- DVD cover
- Directed by: Bob Saget
- Written by: Bob Saget
- Based on: March of the Penguins by Luc Jacquet
- Produced by: David Permut Bob Saget
- Starring: Christina Applegate Lewis Black Mo'Nique Tracy Morgan Bob Saget
- Narrated by: Samuel L. Jackson
- Cinematography: Scott Billups
- Edited by: Michael R. Miller
- Music by: Peter Rodgers Melnick
- Production company: Permut Presentations
- Distributed by: THINKFilm
- Release date: January 30, 2007;
- Running time: 80 minutes
- Country: United States
- Language: English
- Budget: $5 million
- Box office: $6,832

= Farce of the Penguins =

Farce of the Penguins is a 2007 American mockumentary written and directed by Full House star Bob Saget. It is a parody of the French feature-length nature documentary March of the Penguins directed and co-written by Luc Jacquet. The film features Samuel L. Jackson as narrator, with the two main characters voiced by Saget and Lewis Black. Five of Saget's former Full House co-stars also lent their voices to the film. Farce of the Penguins was released by THINKFilm on January 30, 2007. The film received negative reviews from critics and grossed $6,832 against a $5 million budget.

Additional voices were also provided by Tracy Morgan, Christina Applegate, James Belushi, Whoopi Goldberg, Dane Cook, Abe Vigoda, Mo'Nique, David Koechner, Jamie Kennedy, Harvey Fierstein, Alyson Hannigan, and others.

==Synopsis==
Samuel L. Jackson narrates the story about a group of male penguins that make a seventy-mile trek to go to their breeding grounds, where females are waiting to have sex with them.

These penguins include Carl (Bob Saget) and Jimmy (Lewis Black), two friends who talk about relationships and other things as they meet new characters including Marcus (Tracy Morgan), a penguin who likes to kid around and brag about his huge penis, and Steve the snowy owl (Jonathan Katz), who gives Carl advice on his life in a Freudian kind of way while billing him for the two quick sessions.

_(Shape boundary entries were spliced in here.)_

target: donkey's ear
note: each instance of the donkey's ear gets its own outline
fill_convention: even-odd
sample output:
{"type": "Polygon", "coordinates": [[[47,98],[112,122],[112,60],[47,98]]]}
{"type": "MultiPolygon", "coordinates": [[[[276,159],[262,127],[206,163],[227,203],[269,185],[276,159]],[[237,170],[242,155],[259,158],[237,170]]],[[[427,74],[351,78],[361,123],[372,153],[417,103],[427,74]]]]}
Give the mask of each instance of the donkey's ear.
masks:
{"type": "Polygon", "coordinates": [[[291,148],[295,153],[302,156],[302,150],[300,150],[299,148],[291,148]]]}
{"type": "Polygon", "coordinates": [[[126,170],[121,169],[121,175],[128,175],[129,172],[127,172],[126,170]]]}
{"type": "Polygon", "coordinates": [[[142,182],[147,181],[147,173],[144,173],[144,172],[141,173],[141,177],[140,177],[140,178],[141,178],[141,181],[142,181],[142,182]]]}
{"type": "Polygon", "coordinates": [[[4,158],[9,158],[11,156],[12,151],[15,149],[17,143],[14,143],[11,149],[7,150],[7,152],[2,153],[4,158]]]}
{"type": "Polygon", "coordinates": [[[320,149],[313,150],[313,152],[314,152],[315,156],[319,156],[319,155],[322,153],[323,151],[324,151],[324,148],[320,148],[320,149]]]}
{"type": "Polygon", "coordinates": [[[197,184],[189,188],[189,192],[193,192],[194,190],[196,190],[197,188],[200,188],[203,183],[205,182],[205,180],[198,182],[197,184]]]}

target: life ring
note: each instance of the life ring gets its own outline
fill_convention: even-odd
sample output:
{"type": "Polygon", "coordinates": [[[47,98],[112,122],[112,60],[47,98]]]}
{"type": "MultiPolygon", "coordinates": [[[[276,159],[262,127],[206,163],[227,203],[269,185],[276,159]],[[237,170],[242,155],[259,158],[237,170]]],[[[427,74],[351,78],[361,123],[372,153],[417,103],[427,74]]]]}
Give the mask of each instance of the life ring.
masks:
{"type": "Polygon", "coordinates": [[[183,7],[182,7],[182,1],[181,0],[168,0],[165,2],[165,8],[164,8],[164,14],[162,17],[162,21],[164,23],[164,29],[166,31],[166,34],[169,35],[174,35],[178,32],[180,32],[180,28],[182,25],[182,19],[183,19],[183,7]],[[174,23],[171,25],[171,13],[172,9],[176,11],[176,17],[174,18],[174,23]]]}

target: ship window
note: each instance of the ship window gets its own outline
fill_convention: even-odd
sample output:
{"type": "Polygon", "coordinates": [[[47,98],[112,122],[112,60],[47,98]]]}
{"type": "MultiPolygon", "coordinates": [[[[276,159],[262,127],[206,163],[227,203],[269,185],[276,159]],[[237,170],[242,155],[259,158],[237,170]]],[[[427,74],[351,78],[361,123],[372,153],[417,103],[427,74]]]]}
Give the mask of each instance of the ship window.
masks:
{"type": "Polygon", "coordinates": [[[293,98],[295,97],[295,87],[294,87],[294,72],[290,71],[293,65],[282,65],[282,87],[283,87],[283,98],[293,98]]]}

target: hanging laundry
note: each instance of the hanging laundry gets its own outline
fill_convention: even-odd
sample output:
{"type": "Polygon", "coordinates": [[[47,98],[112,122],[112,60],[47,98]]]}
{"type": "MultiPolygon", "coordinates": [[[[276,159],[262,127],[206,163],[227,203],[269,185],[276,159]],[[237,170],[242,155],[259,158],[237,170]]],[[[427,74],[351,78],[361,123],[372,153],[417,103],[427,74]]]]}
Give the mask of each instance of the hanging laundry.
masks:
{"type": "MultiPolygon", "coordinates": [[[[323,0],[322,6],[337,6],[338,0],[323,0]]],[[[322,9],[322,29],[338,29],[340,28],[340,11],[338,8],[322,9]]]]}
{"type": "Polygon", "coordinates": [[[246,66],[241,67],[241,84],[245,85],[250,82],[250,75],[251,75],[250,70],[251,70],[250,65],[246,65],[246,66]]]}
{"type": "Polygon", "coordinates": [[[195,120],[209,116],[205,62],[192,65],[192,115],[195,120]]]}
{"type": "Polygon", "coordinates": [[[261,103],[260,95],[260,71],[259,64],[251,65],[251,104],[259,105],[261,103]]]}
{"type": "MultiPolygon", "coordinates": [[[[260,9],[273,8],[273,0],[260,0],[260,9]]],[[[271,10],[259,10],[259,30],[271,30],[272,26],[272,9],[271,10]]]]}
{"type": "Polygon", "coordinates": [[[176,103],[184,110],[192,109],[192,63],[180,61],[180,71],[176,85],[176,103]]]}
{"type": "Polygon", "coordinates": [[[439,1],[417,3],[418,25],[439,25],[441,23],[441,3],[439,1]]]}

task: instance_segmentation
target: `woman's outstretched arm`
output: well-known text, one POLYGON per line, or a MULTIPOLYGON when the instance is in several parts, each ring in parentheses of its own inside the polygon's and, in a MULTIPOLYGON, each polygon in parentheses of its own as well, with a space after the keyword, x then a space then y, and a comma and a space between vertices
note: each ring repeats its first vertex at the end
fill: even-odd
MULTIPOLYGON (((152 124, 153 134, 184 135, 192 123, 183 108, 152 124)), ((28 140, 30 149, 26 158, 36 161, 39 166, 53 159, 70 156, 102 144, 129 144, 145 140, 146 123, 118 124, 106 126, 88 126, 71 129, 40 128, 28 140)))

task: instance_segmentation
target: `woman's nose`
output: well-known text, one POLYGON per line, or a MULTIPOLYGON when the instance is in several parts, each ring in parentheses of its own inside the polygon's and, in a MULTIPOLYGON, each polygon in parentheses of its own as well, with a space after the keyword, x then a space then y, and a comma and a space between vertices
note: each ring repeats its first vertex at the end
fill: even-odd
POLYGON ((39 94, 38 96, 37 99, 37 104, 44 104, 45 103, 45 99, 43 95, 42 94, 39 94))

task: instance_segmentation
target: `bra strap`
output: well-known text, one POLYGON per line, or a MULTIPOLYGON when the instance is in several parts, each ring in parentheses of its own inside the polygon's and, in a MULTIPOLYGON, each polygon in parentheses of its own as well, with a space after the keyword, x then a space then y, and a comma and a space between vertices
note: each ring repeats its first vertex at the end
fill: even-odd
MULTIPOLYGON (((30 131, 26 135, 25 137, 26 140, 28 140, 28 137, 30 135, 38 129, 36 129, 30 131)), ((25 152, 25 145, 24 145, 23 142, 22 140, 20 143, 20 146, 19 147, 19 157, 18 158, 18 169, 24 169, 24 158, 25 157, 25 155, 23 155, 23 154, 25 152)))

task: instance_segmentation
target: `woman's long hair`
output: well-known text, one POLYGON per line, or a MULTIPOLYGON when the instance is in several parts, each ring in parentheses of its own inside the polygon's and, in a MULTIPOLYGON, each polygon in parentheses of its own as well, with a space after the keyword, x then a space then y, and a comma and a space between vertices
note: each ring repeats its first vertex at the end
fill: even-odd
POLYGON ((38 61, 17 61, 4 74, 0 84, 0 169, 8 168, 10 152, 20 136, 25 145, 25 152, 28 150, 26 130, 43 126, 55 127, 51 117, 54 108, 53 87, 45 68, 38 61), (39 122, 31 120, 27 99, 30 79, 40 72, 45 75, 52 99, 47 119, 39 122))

Meanwhile, Melissa (Christina Applegate) and Vicky (Mo'Nique) argue about men and other women who bother them as they wait for their mates to arrive at the breeding grounds.

==Production==
THINKFilm describes Farce of the Penguins as the story of "one penguin's search for love while on a seventy mile trek with his libidinous buddies on their way to a hedonistic mating ritual." Despite what the poster suggests, Farce of the Penguins is not an animated feature; it uses real stock footage of penguins.

Bob Saget stated on The Howard Stern Show on January 29, 2007, Late Night with Conan O'Brien on January 30, 2007, and on Tom Green Live that he originally wanted to simply redub the documentary March of the Penguins, but did not receive permission from the film producers.

==Reception==
Joe Leydon for Variety gave a negative review, calling it "a one-joke comedy that ThinkFilm wisely dropped into the straight-to-vid pipeline."